Needless to say that the usual prefixes for word and qword should work as well. Example: "mov rax,-2": 48 8d fe (3 bytes) instead of 48 c7 c0 fe ff ff ff (7 bytes)
Since this kind of mov command is used very often I see much of an improvement.
I really don't think the decoding complication is worth the instruction size reduction. This is the RISC vs. CISC debate all over again. And I'm pretty sure the transistors can be invested into something that offers greater benefit. Constants almost always get propagated by the compiler anyway, so these instructions don't occur nearly as often as you seem to think.
Another critically important thing to take into account is that you don't want to break compatibility without strong justification. There's a very real risk that several years from now people carelessly compile their code using an extension like this, and it would crash on a large number of systems without support for this extension. Intel would be blamed for adding instructions that really aren't that critical.
Please don't let this discourage you. You clearly care about performance and carefully studied the encoding formats. But try to look at the bigger picture and think long term. Personally I think multi-core and throughput computing poses much bigger challenges. Perhaps a 'voting' instruction and gather/scatter support help in these areas, but I'm sure other suggestions exist that are worth exploring...
Well, the need to have denser encoding seems to be there since I have sometimes seen replacements for assigning small constants: * 0: xor reg,reg (same register, 2 bytes): Specially optimized by processor! This is the reason I left out 0. * -1: or reg,-1 (3 bytes) * -128..127: "push imm8 / pop reg" (3 bytes): Obviously very slow because of accessing memory. The special case of 0 is *very* common and (almost?) always treated specially. In my experience assignments of small constants to register occur quite often. Nearly all the arithmetic commands have a special notation for 8 bit immediate values: and,or,xor,cmp,add,adc,sub,sbb - and there is inc/dec...

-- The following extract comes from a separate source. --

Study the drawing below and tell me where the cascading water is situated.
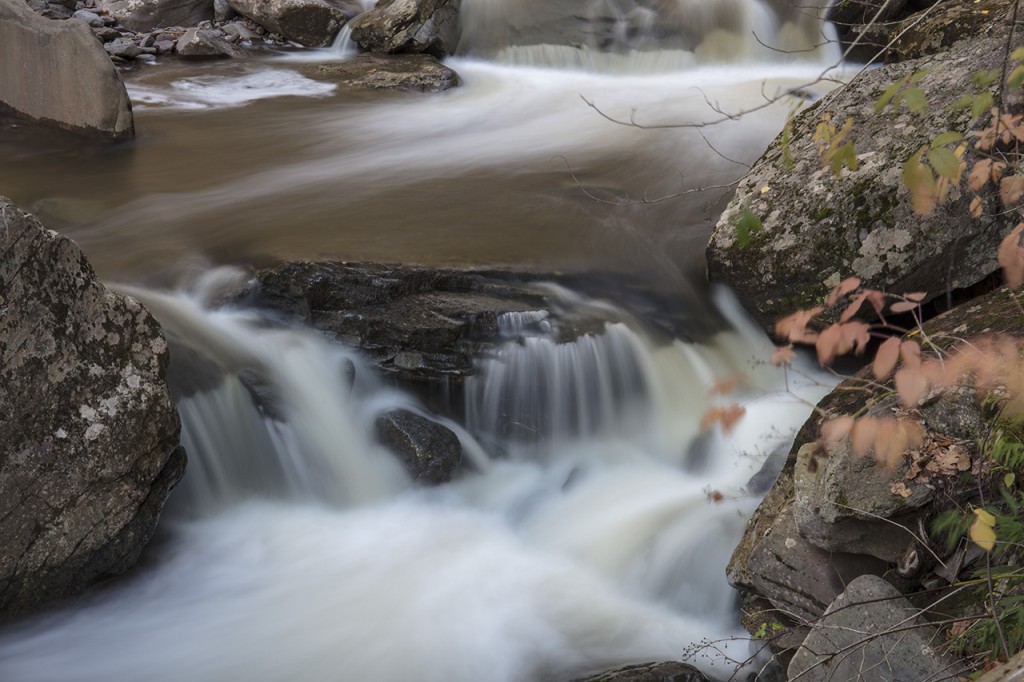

BTW: In the proposal I have changed the constants 3 and -3 to min/max value which seem to be much more common.
As an example for an introduction of a new command, AMD has introduced lzcnt which is quite easily replaced by a small sequence around bsr. I see no real advantage of this new command, i.e. it is needed quite seldom and it is replaced easily.

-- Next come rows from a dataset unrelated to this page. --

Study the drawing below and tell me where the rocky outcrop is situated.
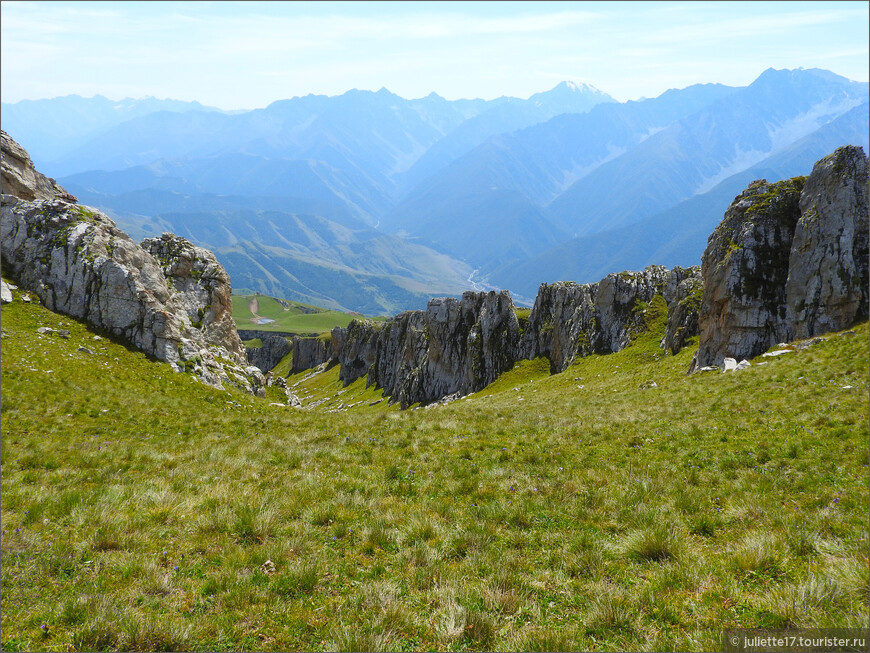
[141,233,245,359]
[0,130,264,394]
[292,335,333,372]
[324,266,700,407]
[521,265,701,373]
[690,146,868,371]
[332,291,519,407]
[0,130,76,202]
[785,147,870,339]
[245,336,292,373]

My proposal does not break compatibility since a coding is used which traps as an illegal opcode.
What do you mean by 'voting' instruction? Is there a place where I can vote for new instructions?
For all new or changed commands your arguments apply. One must pay attention when using new commands. Nowadays compilers assume cmov and sse2 to be present. What, if I use my old Pentium II laptop?

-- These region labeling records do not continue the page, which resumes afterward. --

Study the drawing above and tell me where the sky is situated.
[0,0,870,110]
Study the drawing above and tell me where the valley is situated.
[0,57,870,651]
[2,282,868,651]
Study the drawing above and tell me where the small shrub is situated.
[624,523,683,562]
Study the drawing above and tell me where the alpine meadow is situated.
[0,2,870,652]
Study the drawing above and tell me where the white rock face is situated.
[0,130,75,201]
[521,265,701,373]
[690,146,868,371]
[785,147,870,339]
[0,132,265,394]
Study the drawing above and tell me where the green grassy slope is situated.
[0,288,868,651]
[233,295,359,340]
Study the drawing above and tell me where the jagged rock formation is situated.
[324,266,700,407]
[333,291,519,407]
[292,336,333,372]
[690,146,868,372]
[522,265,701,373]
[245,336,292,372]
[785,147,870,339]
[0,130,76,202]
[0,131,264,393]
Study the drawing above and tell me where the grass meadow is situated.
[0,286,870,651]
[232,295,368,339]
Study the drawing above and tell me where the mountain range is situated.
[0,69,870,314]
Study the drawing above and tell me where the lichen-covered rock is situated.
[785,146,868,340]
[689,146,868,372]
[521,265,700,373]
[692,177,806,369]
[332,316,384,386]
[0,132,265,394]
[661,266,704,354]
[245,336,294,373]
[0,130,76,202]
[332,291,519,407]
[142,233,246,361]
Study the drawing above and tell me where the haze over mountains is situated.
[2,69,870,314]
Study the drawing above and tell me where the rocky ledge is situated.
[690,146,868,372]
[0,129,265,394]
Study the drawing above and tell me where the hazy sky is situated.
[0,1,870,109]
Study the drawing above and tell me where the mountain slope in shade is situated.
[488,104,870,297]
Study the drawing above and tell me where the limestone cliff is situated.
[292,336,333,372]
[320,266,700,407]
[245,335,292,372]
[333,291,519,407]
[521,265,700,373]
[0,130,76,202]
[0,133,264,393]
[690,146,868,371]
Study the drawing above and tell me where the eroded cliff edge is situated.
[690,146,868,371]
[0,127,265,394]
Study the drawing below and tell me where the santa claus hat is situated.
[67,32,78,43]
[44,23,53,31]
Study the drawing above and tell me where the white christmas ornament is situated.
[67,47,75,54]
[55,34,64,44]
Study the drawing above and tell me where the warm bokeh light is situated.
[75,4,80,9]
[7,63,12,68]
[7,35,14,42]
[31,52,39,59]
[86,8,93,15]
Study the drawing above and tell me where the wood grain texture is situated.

After all this is only a proposal, in other words a hint that things can be enhanced - and it is not us who decide if the proposal will be implemented. We'll see what happens - I hope that Intel and AMD folks are listening.
Indeed setting a register to zero is very common, and using a xor for that also helps because the register renamer recognizes that there's no dependency. But other values don't occur nearly as often, or get propaged into an arithmetic operation. As you noted yourself, arithmetic operations can work with 8-bit immediate values because they suffice in many cases.
Also, just because some compilers use clever tricks to set other register values using less instruction bytes, doens't mean it's really all that necessary.
LZCNT is a different story because it actually replaces a sequence of 4 instructions. It's a whole lot faster, and I can imagine that for some very specific algorithms like compression, encryption and/or scientific computing it makes a significant difference. I bet supercomputing clients have a big say in which instructions are considered as an extension.
Indeed your proposal doesn't break compatibility, but using the same opcode for different purposes seems at least a bit problematic to me. Also note that the pre-decoder has to quickly determine the length of each instruction, so any deviation from the standard formats would likely complicate things and potentially have a performance impact on everything else. Since you're merely saving a few instruction bytes in rarely occuring code, I fear it's just not worth it.
Regarding the "voting" instruction(s) I was thinking of the bakery algorithm, implemented centrally in hardware so it has a bounded latency. Anyway, I haven't really thought that through, but I'm quite sure that as the number of cores increases we need all the hardware assistance we can get to maximize the scaling efficiency. In my humble opinion that's going to be way more important than shaving off a byte or a cycle here and there.